Придя в себя, я негромко засмеялась и сказала:
– Ты уже второй раз называешь меня своим ангелом. Разве ты не заметил, что волосы у меня темные, как каштаны? Любимый, у ангелов волосы золотые.
– Ты пропустила две важные вещи, – серьезно сказал Джон, глядя на меня темно-синими глазами. – Во-первых, я замечаю все, что имеет отношение к тебе, в том числе и каштановые волосы… А во-вторых, у моих ангелов волосы не золотые, а именно каштановые.
– Ох, Джон, любимый, – прошептала я, положив голову ему на плечо, – в твоих объятиях я ощущаю райское блаженство. – Небо и земля; солнце и звезды; лето и весна; когда я рядом с тобой, мне принадлежит все самое прекрасное на свете…
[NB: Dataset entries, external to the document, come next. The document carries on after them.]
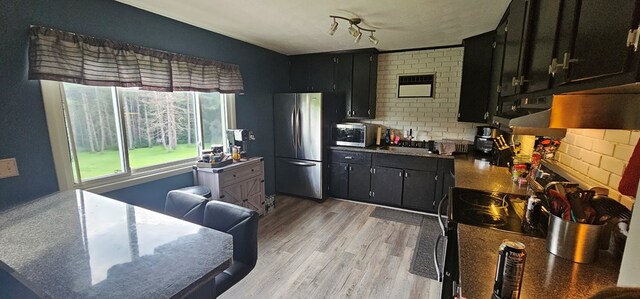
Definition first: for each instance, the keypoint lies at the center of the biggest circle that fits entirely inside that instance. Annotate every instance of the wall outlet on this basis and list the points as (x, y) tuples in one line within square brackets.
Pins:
[(8, 168)]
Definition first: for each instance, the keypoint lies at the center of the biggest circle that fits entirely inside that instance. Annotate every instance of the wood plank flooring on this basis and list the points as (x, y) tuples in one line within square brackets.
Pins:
[(332, 250)]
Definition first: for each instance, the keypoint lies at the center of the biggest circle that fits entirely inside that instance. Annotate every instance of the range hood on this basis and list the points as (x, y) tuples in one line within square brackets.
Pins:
[(605, 108)]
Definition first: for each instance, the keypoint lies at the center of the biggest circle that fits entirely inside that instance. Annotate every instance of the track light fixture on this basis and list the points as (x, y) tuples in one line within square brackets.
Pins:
[(354, 29)]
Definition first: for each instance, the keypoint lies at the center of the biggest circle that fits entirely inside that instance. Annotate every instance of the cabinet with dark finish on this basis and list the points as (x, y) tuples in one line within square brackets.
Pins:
[(512, 65), (544, 15), (598, 39), (416, 185), (476, 78), (386, 186), (496, 69), (339, 180), (312, 73), (363, 90), (419, 190), (349, 175)]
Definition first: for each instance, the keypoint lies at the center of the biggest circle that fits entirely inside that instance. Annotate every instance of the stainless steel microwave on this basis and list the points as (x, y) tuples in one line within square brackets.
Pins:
[(353, 134)]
Джон долго не размыкал объятий, прижавшись щекой к моим волосам. Наконец он отпустил меня, взял за руки и серьезно посмотрел в глаза.
– Исобел, мой отец встретится с королевой и обсудит с ней подробности брачного договора. Я пришлю тебе весточку сразу же, как только появятся новости.
Хотя сомнения и страхи никогда не оставляли меня, я ощутила жгучую радость.
– Я буду молиться за нас, любимый, – сказала я.
Когда на следующий день колокола часовой башни Вестминстера пробили полдень, паж доставил послание в мою комнату, по которой я нервно расхаживала взад и вперед. Когда я брала письмо, у меня дрожали руки. Письмо было не от Джона, а от его отца Ричарда Невилла, графа Солсбери. Меня приглашали в Эрбер, резиденцию графа у Оленьих ворот. В три часа на реке меня будет ждать барка. Неужели переговоры закончились так быстро? Если так, то меня ждут поразительно хорошие новости. Или поразительно плохие. Но почему Джон не написал сам?
Я посмотрела на свое платье, измявшееся за утро, достала из тумбочки маленькое зеркало, полюбовалась своим отражением, тяжело вздохнула и положила зеркало обратно. Тревога и бессонная ночь сделали свое дело; вид у меня был ужасный. Я ждала итого дня всю жизнь, а когда он наступил, оказалась не готовой к этому.
Я отправилась искать Урсулу. Она не сплетничала с прачками, не узнавала новости у конюхов, но когда не вернулась с конюшни и пошла по коридору в большой зал, то увидела ее ярко-рыжую голову в ближайшей комнате, где ювелир показывал свой товар группе дам. Я подошла к ней и делано небрежно сказала, стараясь не привлекать внимания присутствующих:
– Урсула, я потеряла свою серебряную брошь. Она все поняла с первого взгляда и подыграла мне:
– Не волнуйтесь, миледи Исобел. В последний раз я видела ее на вашем зеленом платье.
Как только мы вернулись в комнату, я начала волноваться и взяла ее за руки.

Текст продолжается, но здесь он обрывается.